Verweerder heeft in het begin van het BOBP-overleg op 16 juni 2011 gevraagd of voor inbreng en bespreking toestemming van klaagster was verkregen. De medewerkers van de stichtingen MEE en ORO hebben gezegd dat dit het geval was. Verweerder heeft aangenomen dat dit juist was. De gegevens die besproken werden, waren overigens niet van hem afkomstig: het dossier van klaagster dat in het BOBP-overleg ter sprake kwam, was al bekend bij de overige deelnemers aan dat overleg. Verweerder heeft zich, gezien de situatie van klaagster, zeer bezorgd gevoeld voor het kind dat op komst was. Hij heeft mede richting gegeven aan hetgeen in het BOBP-overleg is besproken ten aanzien van klaagster. Buiten de deelnemers aan het BOBP-overleg heeft verweerder over klaagster gesproken met haar gynaecologe. Het ging erom klaagster wat langer in het ziekenhuis te houden na de bevalling. Het was duidelijk dat klaagster niet veel voelde voor de voorgestelde plannen. Dit alles is gebeurd met het oog op het belang van het kind. In het kader van de gevraagde onder toezichtstelling is door verweerder gesproken met een onderzoekster van de Raad voor de Kinderbescherming.

Klaagster heeft bij verweerder kenbaar gemaakt dat zij problemen had met twee feiten zoals die in het dossier stonden: dat klaagster een suïcidepoging had ondernomen en dat zij agorafobie had. Verweerder heeft bij e-mail van 17 oktober 2011 aan de deelnemers van het BOBP-overleg aangegeven dat deze gegevens onjuist waren en verzocht ze te corrigeren.

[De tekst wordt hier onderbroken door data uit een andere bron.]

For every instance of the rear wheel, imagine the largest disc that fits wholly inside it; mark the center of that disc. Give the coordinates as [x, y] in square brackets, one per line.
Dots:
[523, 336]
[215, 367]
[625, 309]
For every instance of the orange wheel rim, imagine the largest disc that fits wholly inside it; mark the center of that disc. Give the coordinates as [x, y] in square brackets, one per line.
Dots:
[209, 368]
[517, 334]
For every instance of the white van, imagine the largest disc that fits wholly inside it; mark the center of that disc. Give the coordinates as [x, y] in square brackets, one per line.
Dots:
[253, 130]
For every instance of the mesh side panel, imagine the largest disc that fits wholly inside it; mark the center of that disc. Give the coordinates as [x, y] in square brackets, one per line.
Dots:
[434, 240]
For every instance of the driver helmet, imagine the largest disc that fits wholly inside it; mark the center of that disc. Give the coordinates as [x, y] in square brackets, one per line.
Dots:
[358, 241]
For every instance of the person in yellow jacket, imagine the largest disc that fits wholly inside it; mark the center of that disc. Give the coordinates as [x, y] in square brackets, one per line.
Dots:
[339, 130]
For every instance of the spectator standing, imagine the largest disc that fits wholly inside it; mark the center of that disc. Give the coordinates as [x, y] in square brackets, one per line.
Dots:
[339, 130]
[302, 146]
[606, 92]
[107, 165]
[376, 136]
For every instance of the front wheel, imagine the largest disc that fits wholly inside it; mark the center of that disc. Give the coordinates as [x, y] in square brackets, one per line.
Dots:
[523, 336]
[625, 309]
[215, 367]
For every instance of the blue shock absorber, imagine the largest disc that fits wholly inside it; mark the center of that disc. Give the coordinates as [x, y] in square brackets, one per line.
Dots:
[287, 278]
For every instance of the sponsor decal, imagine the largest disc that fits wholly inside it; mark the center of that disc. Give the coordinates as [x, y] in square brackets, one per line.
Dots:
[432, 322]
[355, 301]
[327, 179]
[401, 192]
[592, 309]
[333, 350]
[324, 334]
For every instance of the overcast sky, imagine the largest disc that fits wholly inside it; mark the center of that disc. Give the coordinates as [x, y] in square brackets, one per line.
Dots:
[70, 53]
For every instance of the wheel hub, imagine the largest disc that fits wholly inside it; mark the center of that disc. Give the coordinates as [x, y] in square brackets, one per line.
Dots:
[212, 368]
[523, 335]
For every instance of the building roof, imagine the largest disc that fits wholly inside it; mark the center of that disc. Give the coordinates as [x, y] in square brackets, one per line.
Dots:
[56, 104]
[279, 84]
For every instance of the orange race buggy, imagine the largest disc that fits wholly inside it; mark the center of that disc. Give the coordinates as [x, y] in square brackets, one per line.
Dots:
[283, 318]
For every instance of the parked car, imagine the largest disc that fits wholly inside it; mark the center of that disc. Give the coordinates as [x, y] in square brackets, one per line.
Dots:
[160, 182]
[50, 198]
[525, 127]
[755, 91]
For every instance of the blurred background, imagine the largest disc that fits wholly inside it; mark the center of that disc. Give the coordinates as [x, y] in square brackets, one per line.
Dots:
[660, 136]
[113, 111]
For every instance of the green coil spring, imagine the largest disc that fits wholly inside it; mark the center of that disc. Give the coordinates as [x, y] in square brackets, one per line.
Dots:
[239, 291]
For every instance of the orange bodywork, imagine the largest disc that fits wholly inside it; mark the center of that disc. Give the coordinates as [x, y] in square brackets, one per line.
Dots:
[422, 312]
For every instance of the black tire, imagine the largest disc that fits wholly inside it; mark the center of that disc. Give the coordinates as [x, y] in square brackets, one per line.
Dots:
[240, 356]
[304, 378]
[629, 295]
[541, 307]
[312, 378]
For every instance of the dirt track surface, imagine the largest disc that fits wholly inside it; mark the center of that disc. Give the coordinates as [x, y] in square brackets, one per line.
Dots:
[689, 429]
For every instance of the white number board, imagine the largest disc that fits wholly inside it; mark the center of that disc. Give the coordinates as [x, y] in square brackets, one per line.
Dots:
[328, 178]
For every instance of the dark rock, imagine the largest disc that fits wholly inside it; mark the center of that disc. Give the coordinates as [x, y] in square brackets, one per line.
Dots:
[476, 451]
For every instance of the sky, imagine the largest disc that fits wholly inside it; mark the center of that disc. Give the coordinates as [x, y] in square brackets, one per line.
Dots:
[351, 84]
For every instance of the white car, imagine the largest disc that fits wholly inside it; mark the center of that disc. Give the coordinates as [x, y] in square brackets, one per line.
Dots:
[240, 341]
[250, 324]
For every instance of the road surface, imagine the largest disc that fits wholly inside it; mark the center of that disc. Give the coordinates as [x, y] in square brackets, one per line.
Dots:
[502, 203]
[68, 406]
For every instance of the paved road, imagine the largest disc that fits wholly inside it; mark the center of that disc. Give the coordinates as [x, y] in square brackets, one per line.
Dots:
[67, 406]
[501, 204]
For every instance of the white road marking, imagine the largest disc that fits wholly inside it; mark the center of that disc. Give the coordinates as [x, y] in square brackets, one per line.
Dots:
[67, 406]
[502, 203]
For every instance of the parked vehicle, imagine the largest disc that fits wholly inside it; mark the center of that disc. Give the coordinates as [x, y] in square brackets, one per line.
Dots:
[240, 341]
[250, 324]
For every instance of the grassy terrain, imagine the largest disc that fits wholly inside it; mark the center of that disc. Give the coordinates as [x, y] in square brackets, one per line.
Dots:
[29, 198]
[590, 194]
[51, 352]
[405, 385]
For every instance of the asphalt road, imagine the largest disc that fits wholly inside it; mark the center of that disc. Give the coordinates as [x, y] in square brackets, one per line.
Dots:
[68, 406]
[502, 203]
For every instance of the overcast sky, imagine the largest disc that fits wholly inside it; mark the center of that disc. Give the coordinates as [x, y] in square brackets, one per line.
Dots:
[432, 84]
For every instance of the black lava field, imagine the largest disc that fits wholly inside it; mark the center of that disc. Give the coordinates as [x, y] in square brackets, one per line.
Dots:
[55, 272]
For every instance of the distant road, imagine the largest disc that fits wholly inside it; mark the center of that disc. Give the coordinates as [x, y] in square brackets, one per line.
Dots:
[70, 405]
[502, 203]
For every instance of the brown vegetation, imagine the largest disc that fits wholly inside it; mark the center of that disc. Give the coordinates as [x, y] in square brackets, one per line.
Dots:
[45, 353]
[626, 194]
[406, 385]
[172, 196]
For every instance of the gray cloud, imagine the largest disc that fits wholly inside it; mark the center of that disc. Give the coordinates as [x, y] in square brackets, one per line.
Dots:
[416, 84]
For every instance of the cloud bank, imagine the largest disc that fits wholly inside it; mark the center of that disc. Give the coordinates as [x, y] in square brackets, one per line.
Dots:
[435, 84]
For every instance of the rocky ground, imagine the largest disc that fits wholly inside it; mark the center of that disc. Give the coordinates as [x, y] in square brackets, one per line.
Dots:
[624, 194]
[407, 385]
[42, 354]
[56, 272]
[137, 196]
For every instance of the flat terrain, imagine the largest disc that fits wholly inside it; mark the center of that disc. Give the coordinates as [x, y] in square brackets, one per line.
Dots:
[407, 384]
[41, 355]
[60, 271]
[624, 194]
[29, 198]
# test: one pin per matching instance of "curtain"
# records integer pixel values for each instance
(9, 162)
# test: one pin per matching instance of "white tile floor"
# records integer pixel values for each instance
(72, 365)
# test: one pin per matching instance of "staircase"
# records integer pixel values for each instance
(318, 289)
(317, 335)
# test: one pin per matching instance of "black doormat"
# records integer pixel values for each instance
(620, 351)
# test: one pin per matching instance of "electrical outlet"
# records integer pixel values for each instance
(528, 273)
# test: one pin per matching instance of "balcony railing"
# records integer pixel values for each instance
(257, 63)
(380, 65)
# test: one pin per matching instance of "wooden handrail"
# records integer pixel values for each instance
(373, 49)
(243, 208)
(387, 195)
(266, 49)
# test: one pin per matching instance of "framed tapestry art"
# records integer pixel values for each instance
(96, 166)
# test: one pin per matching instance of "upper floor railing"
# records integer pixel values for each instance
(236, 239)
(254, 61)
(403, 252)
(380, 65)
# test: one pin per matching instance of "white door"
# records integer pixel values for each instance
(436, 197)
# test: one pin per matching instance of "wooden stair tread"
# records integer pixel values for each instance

5. De overwegingen van het college

Hoewel het college van oordeel is dat het beter was geweest als verweerder rechtstreeks aan klaagster had gevraagd of zij hem toestemming gaf deel te nemen aan het BOBP-overleg, acht het college het niet tuchtrechtelijk verwijtbaar dat verweerder is afgegaan op de mededeling van de vertegenwoordigers van de stichtingen die betrokken waren bij de begeleiding van klaagster. Verweerder mocht er derhalve van uitgaan dat klaagster had ingestemd met de bespreking van haar problematiek in het BOBP-overleg. Dat hij zich op grond van dat overleg buiten klaagster om heeft gewend tot de gynaecologe van klaagster is in de omstandigheden van dit geval te billijken, nu hij deze afweging, waarbij hij ook een collega heeft geraadpleegd, kon maken gezien de belangen van het kind. Verweerder heeft aannemelijk gemaakt dat hij verkeerde in een conflict van plichten en daarbij het belang van het kind de doorslag heeft laten geven.

Niet is gebleken dat verweerder klaagster ervan heeft afgehouden een andere behandelende psychiater te zoeken. Voorts is niet gebleken dat verweerder onjuiste gegevens heeft doorgegeven aan derden. Toen verweerder de behandeling startte was het klinische dossier van klaagster reeds bij MEE bekend. Nadat verweerder, daarop geattendeerd door klaagster, zich van twee onjuistheden had vergewist, heeft hij dit in zijn e-mail van 17 oktober 2011 aan de deelnemers aan het BOBP-overleg gemeld en betrokkenen verzocht een en ander aan te passen. Uit hetgeen hiervoor is overwogen volgt dat de klachten ongegrond zijn.

6. De beslissing

Het college:

-         wijst de klachten af.

Aldus beslist door mr. A.E.M. van der Putt-Lauwers als voorzitter, prof. mr. F.C.B van Wijmen als lid-jurist, dr. G.J. Montagne, dr. E.D.M. Masthoff en dr. H.A.M. Sinnige als leden-beroepsgenoten, in aanwezigheid van mr. C.W.M. Hillenaar als secretaris en in het openbaar uitgesproken op 25 juni 2012 in aanwezigheid van de secretaris.